Fluctuation Enhanced Gas Sensing

Fluctuation Enhanced Sensing has been an active field of research for some years among those who study the applicability of noise. Our goal is to combine the principle with machine learning to make an application that is capable of odor detection. In our work, we examined the feasibility of a microcontroller-based, long-lifetime application mainly from the perspective of power consumption and reviewed the already available technologies. Our current research aims to detect different odors using multiple commercially available gas sensors by examining their output resistance signals in both the time-domain, and the frequency-domain.

Bálint Maczák

General characterisation of human activity and comparison of its determination methods

We participated in an extensive research project in cooperation with psychiatrists and biophysicists.
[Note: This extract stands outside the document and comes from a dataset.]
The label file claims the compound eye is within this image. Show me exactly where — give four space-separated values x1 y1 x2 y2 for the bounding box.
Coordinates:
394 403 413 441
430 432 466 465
The collaboration involved the measurement of raw acceleration signals on the non-dominant wrist of 42 healthy, free-living subjects over 10 days to measure their locomotor activity. The data acquisition had several interdisciplinary objectives. Firstly, we were interested in determining how activity signals could be quantified from the acceleration signals. Such actigraphic measurements are an important part of research in different disciplines, yet the procedure of determining activity values is unexpectedly not standardized in the literature. The acceleration data can be diversely preprocessed, and then the activity values can be calculated using various activity metrics. Therefore, several types of activity signals can be determined from the same recording. To resolve methodological inconsistencies, we executed a detailed and comprehensive comparison of the activity calculation procedures by assessing the relationship between the different types of activity signals derived from the previously mentioned dataset. The correlation pattern revealed that most activity metrics produce closely related activity signals from identically preprocessed acceleration recording, but in practice, the data preparation varies between manufacturers and methods. In the world of human dynamics analysis, the scale-free nature of temporal and spatial patterns is a recurring motif. This universality has already been identified by our research group in human location displacement data in the form of 1/f-type noise, which is a special form of power-law scaling in the frequency domain. The scale-free properties in human activity have also been identified through statistical analysis (e.g., distribution of passive periods), however, the description of human activity’s spectral characteristics was incomplete. To explore the general spectral nature of human activity in greater detail, we analyzed their fluctuations. We revealed that different types of activity signals’ spectrum generally follow a universal characteristic, including 1/f noise over frequencies above the circadian rhythmicity. Moreover, we discovered that the spectrum of the raw acceleration signal has this same characteristic, and therefore the scale-free nature is generally inherent to the motor activity of healthy, free-living humans.